De raadsvrouw in hoger beroep voert conform de aangehechte pleitnotitie, bestaande uit 31 punten. In de punten 8 tot en met 25 van haar pleitnotitie motiveert de raadsvrouw dat de verklaring van aangever vals/onbetrouwbaar is. In punt 29 koppelt de raadsvrouw aan deze door haar gestelde en gemotiveerde omstandigheid de conclusie dat onvoldoende wettig en overtuigend bewijs aanwezig is ter zake van feit 1.
Middel.
Door de raadsvrouw in hoger beroep is uitvoerig gemotiveerd verweer gevoerd ter zake van de betrouwbaarheid van de verklaringen van aangever. Op dit verweer heeft het hof in het geheel niet gereageerd. Niettemin baseert het hof de bewezenverklaring in overwegende mate op de verklaringen van aangever. Het oordeel van het hof is hiermee onbegrijpelijk danwel onvoldoende gemotiveerd.
Toelichting:
Op grond van de Wet van 10 november 2004, Stb. 2004, 580 dient de rechter zowel op de onderbouwde standpunten van de officier van justitie als van die van de verdediging ingaan. Deze wet is van kracht sedert 1 januari 2005 en heeft te gelden voor alle zaken waarin het onderzoek ter terechtzitting werd gesloten na de datum van de inwerkingtreding. Het onderzoek ter terechtzitting in onderhavige zaak is gesloten op 8 april 2005. Voornoemde wet is derhalve van toepassing op het in deze door het hof gewezen arrest. Van belang in casu is derhalve dat de verdediging in hoger beroep in maar liefst 17 punten uitvoerig heeft aangegeven dat waarom de verklaring van aangever onbetrouwbaar is om daarmee tot de slotsom te komen dat onvoldoende wettig en overtuigend bewijs voorhanden is ter zake van het eerste feit.
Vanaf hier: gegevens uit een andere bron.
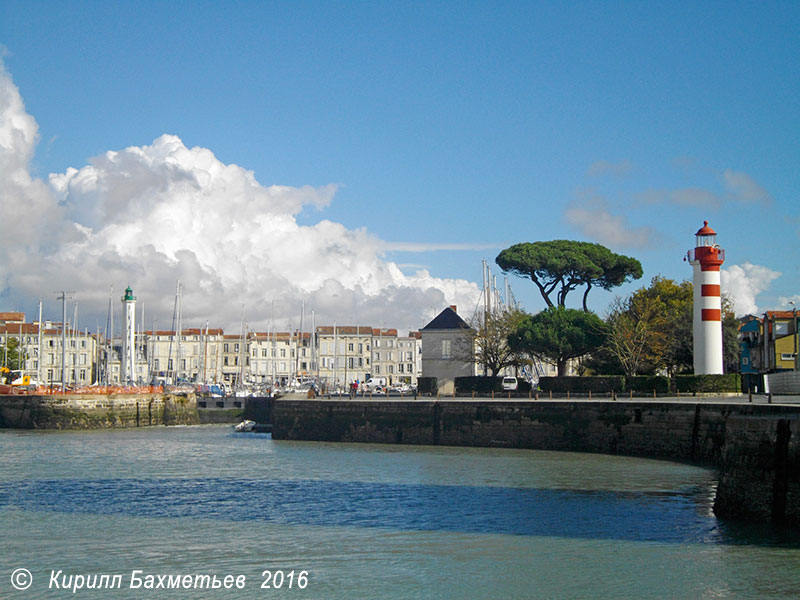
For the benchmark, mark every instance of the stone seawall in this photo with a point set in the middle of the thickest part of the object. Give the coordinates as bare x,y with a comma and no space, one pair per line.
691,431
95,412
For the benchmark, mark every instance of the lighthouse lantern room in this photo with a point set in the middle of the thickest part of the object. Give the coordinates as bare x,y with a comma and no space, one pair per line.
706,259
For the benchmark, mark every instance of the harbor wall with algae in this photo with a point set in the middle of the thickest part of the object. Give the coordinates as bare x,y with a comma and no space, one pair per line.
755,447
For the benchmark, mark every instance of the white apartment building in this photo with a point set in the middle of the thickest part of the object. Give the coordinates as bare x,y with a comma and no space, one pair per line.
44,364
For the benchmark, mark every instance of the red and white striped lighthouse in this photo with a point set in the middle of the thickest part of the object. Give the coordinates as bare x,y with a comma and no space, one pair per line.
706,259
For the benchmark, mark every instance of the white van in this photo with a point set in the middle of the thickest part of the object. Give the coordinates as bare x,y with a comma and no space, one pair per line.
374,383
510,384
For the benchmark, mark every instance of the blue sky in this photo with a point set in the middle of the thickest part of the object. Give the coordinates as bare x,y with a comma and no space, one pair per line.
443,132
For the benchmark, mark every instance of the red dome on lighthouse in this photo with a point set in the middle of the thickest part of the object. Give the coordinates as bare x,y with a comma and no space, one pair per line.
705,230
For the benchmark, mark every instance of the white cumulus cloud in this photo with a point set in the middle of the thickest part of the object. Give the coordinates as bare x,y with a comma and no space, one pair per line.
147,216
742,283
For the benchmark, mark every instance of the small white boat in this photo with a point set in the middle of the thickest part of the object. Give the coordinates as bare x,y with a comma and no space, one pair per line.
246,425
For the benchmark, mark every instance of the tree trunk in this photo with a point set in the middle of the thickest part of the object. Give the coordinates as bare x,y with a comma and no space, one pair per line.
561,365
585,294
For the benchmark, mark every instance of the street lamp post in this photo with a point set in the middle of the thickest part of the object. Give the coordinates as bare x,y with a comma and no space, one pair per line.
794,320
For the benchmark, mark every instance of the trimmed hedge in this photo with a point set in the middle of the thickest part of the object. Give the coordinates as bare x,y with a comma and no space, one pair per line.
428,386
728,383
600,383
648,383
478,384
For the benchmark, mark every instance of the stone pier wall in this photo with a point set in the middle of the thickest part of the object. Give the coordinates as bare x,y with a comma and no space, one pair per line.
756,447
96,412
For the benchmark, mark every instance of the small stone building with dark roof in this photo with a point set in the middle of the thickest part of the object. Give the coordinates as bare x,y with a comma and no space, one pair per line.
447,349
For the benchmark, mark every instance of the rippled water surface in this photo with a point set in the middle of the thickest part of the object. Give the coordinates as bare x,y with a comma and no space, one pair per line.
370,521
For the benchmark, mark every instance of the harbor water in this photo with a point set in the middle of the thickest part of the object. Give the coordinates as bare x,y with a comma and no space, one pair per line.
368,521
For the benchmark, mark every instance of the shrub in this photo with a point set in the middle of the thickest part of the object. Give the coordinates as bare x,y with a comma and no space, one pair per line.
600,383
428,386
648,383
730,382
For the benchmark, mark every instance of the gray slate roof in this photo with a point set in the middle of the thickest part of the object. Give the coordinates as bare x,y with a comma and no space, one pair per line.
447,319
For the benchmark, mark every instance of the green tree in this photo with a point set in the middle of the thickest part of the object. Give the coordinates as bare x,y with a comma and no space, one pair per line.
557,335
561,266
652,329
490,340
636,333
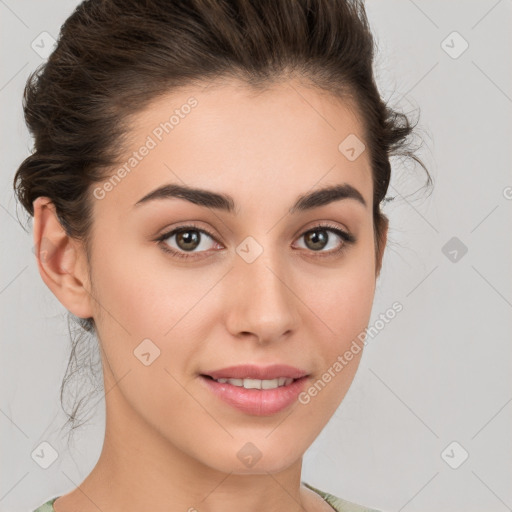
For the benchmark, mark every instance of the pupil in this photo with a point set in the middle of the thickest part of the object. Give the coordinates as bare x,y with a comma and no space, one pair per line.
188,237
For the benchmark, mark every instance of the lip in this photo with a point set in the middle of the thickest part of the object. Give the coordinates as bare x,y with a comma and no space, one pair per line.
252,371
256,402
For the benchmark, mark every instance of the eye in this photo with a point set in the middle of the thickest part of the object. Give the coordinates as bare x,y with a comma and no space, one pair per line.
187,238
318,238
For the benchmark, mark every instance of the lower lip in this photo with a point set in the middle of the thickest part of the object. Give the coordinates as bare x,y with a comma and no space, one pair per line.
258,402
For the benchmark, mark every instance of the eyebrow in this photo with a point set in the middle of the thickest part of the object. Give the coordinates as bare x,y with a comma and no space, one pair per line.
224,202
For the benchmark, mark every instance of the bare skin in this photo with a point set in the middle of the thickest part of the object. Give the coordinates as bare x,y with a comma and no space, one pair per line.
170,444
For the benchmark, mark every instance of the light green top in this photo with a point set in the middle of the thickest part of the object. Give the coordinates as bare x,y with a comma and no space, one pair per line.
338,504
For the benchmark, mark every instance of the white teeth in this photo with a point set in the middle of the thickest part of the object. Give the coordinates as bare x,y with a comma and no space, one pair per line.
257,383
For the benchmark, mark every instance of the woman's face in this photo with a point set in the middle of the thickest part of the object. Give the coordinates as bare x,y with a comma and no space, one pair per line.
255,287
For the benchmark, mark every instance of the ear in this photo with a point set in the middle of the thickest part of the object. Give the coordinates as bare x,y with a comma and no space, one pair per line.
61,260
382,244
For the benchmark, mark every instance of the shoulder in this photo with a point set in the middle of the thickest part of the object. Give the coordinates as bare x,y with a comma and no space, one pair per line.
46,507
339,504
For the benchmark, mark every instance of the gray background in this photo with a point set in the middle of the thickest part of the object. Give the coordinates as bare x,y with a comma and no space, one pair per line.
439,372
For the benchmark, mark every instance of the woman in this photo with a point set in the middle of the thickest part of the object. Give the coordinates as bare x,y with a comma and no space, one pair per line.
206,188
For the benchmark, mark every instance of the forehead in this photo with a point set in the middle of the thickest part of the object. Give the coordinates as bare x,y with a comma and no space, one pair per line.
227,137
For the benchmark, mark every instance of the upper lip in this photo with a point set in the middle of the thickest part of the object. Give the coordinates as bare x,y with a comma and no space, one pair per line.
251,371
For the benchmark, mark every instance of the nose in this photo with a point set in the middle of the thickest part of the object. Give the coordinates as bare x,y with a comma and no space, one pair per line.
262,303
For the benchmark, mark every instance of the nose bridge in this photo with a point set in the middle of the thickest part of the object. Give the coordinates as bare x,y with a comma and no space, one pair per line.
262,302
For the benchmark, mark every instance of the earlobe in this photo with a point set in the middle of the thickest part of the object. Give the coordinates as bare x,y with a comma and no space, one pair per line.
60,261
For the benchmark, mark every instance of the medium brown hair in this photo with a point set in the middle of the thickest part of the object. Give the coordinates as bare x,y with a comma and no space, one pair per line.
114,57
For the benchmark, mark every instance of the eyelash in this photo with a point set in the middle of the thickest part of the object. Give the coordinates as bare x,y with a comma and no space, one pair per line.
347,238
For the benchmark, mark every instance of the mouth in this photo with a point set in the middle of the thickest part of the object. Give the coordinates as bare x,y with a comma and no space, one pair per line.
256,397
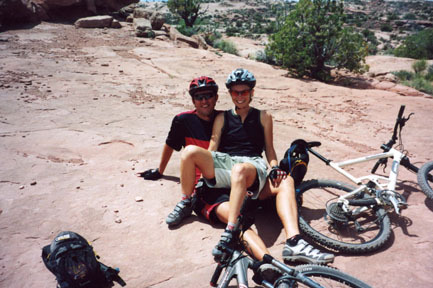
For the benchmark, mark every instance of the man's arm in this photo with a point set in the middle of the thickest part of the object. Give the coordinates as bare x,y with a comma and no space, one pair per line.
167,151
216,132
276,175
266,120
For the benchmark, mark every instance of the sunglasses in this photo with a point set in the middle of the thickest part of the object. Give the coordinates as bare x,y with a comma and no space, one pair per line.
206,96
243,93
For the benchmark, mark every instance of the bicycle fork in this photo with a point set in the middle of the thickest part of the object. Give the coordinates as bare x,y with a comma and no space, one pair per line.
237,267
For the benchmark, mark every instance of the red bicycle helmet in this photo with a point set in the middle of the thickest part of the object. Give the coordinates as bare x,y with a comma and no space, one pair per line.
202,83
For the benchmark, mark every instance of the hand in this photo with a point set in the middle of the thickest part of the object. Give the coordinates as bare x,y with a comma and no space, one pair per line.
151,174
277,175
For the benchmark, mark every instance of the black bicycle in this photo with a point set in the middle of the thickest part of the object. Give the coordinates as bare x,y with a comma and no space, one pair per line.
235,263
354,219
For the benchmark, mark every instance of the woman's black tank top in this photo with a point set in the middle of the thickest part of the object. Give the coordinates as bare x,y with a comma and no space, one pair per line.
242,139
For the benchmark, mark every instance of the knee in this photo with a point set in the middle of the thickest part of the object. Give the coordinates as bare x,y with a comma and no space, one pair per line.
239,172
287,186
189,152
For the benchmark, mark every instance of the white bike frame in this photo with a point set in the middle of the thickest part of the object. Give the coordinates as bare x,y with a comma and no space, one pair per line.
389,182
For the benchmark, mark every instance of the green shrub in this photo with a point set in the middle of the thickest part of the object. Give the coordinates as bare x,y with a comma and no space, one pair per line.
232,31
185,30
212,37
313,36
226,46
421,84
262,56
404,75
419,66
409,16
417,46
392,16
386,27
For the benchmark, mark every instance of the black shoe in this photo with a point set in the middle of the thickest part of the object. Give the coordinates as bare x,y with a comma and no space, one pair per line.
226,239
151,174
182,210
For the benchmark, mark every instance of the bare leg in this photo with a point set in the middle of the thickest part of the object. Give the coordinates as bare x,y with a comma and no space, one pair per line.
192,157
286,204
242,177
256,246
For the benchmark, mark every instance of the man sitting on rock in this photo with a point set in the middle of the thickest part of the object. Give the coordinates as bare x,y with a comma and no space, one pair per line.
189,128
234,160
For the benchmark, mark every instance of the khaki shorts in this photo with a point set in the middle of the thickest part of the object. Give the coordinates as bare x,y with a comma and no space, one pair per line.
224,163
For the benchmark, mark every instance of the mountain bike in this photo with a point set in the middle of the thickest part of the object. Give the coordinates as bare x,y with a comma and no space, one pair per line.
235,263
354,219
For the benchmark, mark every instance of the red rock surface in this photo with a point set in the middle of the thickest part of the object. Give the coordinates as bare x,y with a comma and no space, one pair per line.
83,110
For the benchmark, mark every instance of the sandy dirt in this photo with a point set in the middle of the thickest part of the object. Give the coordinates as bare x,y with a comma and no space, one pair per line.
82,111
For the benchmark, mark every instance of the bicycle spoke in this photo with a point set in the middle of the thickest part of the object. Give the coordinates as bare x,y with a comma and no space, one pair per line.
360,229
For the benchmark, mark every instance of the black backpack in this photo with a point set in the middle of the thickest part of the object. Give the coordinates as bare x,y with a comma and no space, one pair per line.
74,263
295,161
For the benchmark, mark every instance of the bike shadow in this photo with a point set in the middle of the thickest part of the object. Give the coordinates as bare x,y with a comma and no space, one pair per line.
267,222
410,187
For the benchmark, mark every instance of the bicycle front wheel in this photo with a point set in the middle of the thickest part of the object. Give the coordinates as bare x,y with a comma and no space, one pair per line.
329,277
350,231
425,179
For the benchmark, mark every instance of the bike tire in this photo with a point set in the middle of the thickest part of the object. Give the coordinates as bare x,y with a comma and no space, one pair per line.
425,176
329,277
316,223
225,273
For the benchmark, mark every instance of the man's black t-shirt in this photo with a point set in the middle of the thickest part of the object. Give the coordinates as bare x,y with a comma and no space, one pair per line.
189,129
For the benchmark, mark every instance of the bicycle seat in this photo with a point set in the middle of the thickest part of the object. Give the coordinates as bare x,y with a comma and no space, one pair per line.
313,144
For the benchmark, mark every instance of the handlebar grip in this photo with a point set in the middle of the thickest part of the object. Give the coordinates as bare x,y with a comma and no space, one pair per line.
216,275
363,202
375,166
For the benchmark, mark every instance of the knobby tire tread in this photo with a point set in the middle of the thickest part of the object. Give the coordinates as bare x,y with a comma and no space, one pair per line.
331,273
350,248
423,181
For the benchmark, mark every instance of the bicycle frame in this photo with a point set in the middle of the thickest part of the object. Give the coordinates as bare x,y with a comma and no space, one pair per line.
239,268
389,152
391,179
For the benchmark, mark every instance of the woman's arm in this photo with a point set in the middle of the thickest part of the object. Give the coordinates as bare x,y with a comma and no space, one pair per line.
266,120
216,132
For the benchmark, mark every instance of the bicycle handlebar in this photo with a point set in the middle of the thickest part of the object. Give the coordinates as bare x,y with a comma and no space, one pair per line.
399,123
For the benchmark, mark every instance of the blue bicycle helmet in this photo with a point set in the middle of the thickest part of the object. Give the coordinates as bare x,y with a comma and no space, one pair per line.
241,76
202,83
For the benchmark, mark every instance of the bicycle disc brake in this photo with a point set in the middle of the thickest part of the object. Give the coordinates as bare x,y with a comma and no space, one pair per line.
339,216
392,198
336,212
Het in het geheel niet responderen op dit verweer is in strijd met de wet.
Deze schriftuur wordt ondertekend en ingediend door mr R.W. Koevoets, advocaat te Rotterdam, aldaar kantoor houdende aan de Kortekade 4 (Postbus 4384, 3006 AJ Rotterdam), die verklaart tot deze ondertekening en indiening bepaaldelijk te zijn gevolmachtigd door requirant van cassatie.